The search for a formal understanding of cognitive processes that lead to human amusement is an active area of research, but I think it is relatively safe to assume that anyone can find anything funny spontaneously, even if those things they find funny are deceptive, harmful, or morally wrong on some levels. Yet, there is a difference between the initial and rather-uncontrollable response to something harmful, and the following conscious decisions to continue defending it. The seemingly collective dismissal of the potentially harmful long-term implications of politicizing science at such a shallow and irresponsible level, even when the risks are quite obvious with only a small amount of additional thinking, is the second and more important part of my problems with this drama.

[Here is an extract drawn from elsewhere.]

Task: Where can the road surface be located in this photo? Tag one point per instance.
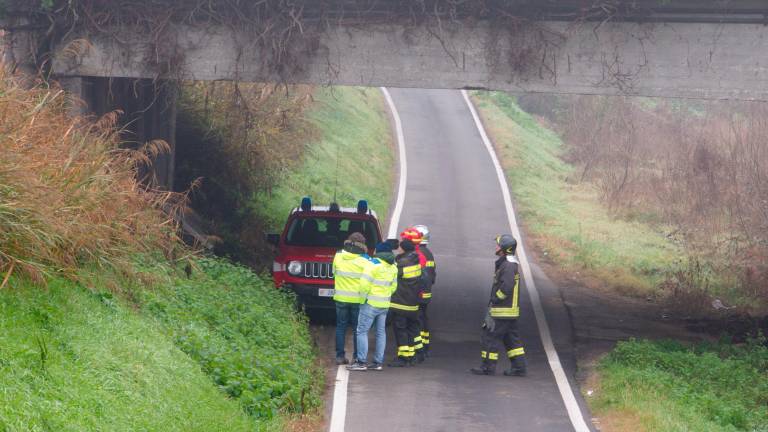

Overall, I am a bit disappointed (but I still like you, so please don’t turn me away when I ask you to write me a support letter? (hehe)).

But stepping back, perhaps we can all agree that one of the most important ideals of the scientific endeavor in most simple terms is to set a high bar for evidence-based accumulation of knowledge.

There are few things that can go against this ideal more than celebrating a public figure’s face on a turd in a peer-reviewed study. If you think this is a well-deserved response to the representative of an anti-science and anti-scientist movement, you have just missed one of the rare opportunities to be better than the biased and damaging ideology you criticize.

I am not trying to romanticize scientific endeavor. Our literature is filled with garbage. But we collectively work to make science better by keeping it accurate, objective, and progressive. Many of us do it by taking risks that could damage our careers in return.

We must not let this toxic climate derail us from following simple yet powerful ideals of science.